Su virtud: el recto orden del amor. Ese hoy nos toca imitar, si queremos que un día el Señor nos muestre su Rostro, el del Corazón que tanto amó a los hombres. Pero la historia de una pasión es siempre, a la vez, una lección que debemos aprender los que no somos ni fríos ni calientes, los que también como ella podemos decir: "Compruebo día a día que soy una nada, más que una nada, una miseria" (Diario, noviembre de 1938).

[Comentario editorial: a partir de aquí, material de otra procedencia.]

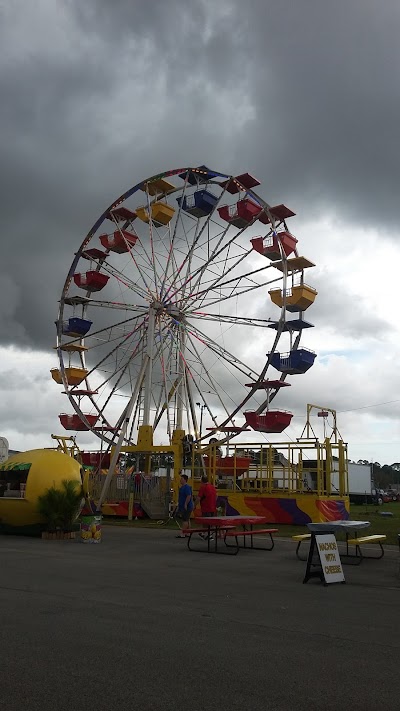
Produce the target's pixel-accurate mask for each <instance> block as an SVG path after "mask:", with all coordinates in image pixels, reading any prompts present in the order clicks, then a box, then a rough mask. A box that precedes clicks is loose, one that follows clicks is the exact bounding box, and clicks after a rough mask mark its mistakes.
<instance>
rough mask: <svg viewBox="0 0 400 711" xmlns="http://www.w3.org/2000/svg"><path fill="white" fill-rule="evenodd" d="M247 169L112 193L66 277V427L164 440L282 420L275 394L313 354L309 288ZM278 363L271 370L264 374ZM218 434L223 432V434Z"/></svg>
mask: <svg viewBox="0 0 400 711" xmlns="http://www.w3.org/2000/svg"><path fill="white" fill-rule="evenodd" d="M258 185H260V183H259V181H258V180H257V179H256V178H254V177H253V176H251V175H250V174H249V173H244V174H242V175H238V176H230V175H226V174H223V173H220V172H217V171H213V170H210V169H209V168H207V167H206V166H200V167H197V168H180V169H177V170H172V171H167V172H165V173H160V174H158V175H155V176H152V177H150V178H148V179H146V180H144V181H142V182H140V183H138V184H137V185H135V186H134V187H132V188H131V189H129V190H128V191H127V192H126V193H124V195H122V196H121V197H119V198H118V199H117V200H115V201H114V202H113V203H112V204H111V205H110V207H108V208H107V210H106V211H105V212H104V213H103V214H102V215H101V216H100V218H99V219H98V220H97V222H96V223H95V224H94V226H93V227H92V229H91V230H90V231H89V233H88V234H87V236H86V237H85V239H84V240H83V242H82V244H81V246H80V247H79V249H78V250H77V252H76V254H75V257H74V259H73V261H72V265H71V267H70V270H69V272H68V275H67V278H66V281H65V284H64V288H63V290H62V294H61V299H60V307H59V314H58V319H57V322H56V326H57V346H56V348H57V353H58V358H59V367H58V368H54V369H52V371H51V374H52V377H53V379H54V380H55V381H56V382H57V383H59V384H61V385H63V388H64V392H65V393H66V395H67V397H68V400H69V403H70V405H71V409H72V412H70V413H69V414H68V413H63V414H61V415H60V421H61V424H62V425H63V427H64V428H65V429H67V430H78V431H82V430H83V431H88V430H91V431H92V432H94V433H95V434H96V435H97V436H98V437H99V438H101V439H102V440H103V441H104V443H105V444H107V445H111V444H112V443H114V442H115V440H116V438H117V437H120V435H121V431H122V428H124V442H125V443H127V444H130V443H132V442H133V441H134V440H135V438H136V435H137V430H138V428H139V427H140V426H141V425H150V426H151V427H152V428H153V432H154V436H155V438H157V439H158V441H160V442H165V441H166V440H168V439H169V441H171V439H172V436H173V433H174V431H176V430H178V431H183V432H184V433H186V434H187V435H190V437H191V438H193V439H194V440H195V441H197V442H201V441H202V440H204V439H205V438H206V437H207V438H208V437H210V436H211V437H212V436H213V435H214V434H215V433H219V434H218V436H219V437H221V434H222V438H224V437H225V438H230V437H232V436H235V435H236V434H238V433H240V432H243V431H246V430H248V429H253V430H255V431H259V432H266V433H273V432H282V431H283V430H284V429H285V428H286V427H287V426H288V425H289V424H290V421H291V418H292V414H291V413H289V412H285V411H281V410H277V409H275V408H274V409H272V408H271V403H272V401H273V399H274V398H275V396H276V395H277V393H278V392H279V390H280V389H281V388H282V387H287V386H288V385H289V383H287V382H286V377H287V375H292V374H301V373H305V372H306V371H307V370H308V369H309V368H310V367H311V366H312V365H313V363H314V359H315V353H313V352H311V351H310V350H308V349H305V348H300V347H299V345H300V339H301V336H302V333H303V330H305V329H307V328H309V327H311V325H312V324H310V323H309V322H308V321H306V320H305V319H304V317H303V316H304V311H305V310H306V309H307V308H308V307H309V306H310V305H311V304H312V303H313V301H314V299H315V297H316V294H317V292H316V290H315V289H314V288H313V287H311V286H309V285H308V284H306V283H305V281H304V273H305V270H306V269H308V268H309V267H312V266H314V265H313V263H312V262H310V261H309V260H308V259H307V258H305V257H303V256H299V253H298V249H297V239H296V238H295V237H294V236H293V234H292V233H291V232H290V230H289V228H288V225H287V222H288V220H289V218H291V217H293V216H294V213H293V212H292V211H291V210H290V209H289V208H287V207H286V206H285V205H283V204H280V205H275V206H271V205H269V204H268V203H267V202H266V201H265V200H264V199H263V198H261V197H260V196H259V195H258V194H257V193H256V192H255V191H254V188H256V187H257V186H258ZM271 373H272V376H271V377H270V374H271ZM220 433H221V434H220Z"/></svg>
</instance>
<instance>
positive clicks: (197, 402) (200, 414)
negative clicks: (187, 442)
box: [196, 402, 207, 438]
mask: <svg viewBox="0 0 400 711" xmlns="http://www.w3.org/2000/svg"><path fill="white" fill-rule="evenodd" d="M196 405H197V407H199V408H200V438H201V435H202V434H203V412H204V410H205V409H206V407H207V405H202V404H201V403H200V402H196Z"/></svg>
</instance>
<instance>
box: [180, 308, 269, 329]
mask: <svg viewBox="0 0 400 711" xmlns="http://www.w3.org/2000/svg"><path fill="white" fill-rule="evenodd" d="M186 317H190V319H196V318H197V319H199V320H200V321H215V322H217V323H227V324H233V325H235V326H255V327H258V328H268V325H269V324H271V323H275V320H274V319H270V318H251V317H246V316H232V315H229V314H221V315H220V314H213V313H207V312H204V311H187V312H186Z"/></svg>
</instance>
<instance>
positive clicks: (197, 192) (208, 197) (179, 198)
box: [176, 190, 218, 217]
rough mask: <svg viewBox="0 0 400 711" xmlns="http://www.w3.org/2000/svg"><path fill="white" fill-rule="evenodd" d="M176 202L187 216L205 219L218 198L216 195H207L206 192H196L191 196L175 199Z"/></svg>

Quiera Dios que, con su ejemplo, continuemos descubriendo que esta nada y esta miseria, en las manos de María, y con María perdida en el Corazón de Jesús, puede aspirar a una gran santidad (ibid.), para llegar a la misma convicción de que si un alma santa da mayor gloria a Dios que un millón de almas comunes, yo tengo la obligación de hacerme santa, no por mí, sino por la mayor gloria de Dios (ibid.). Ella, con su resolución, trazó esta vida ejemplar que hemos celebrado, porque sólo ella se animó a elegir: Sí, Padre, lo quiero, a cualquier costo, quiero ser la Santa de la Gloria de Dios, en la humildad, en la ocultación, en la sostenida e incondicional adhesión al querer divino, en el confiado abandono en Dios y en la Obediencia.
El Getsemaní y el Tubernáculo serán mi residencia. Sor Pierina debe desaparecer para dejar en sí misma el lugar a su Jesús (ibid.)...que es todo.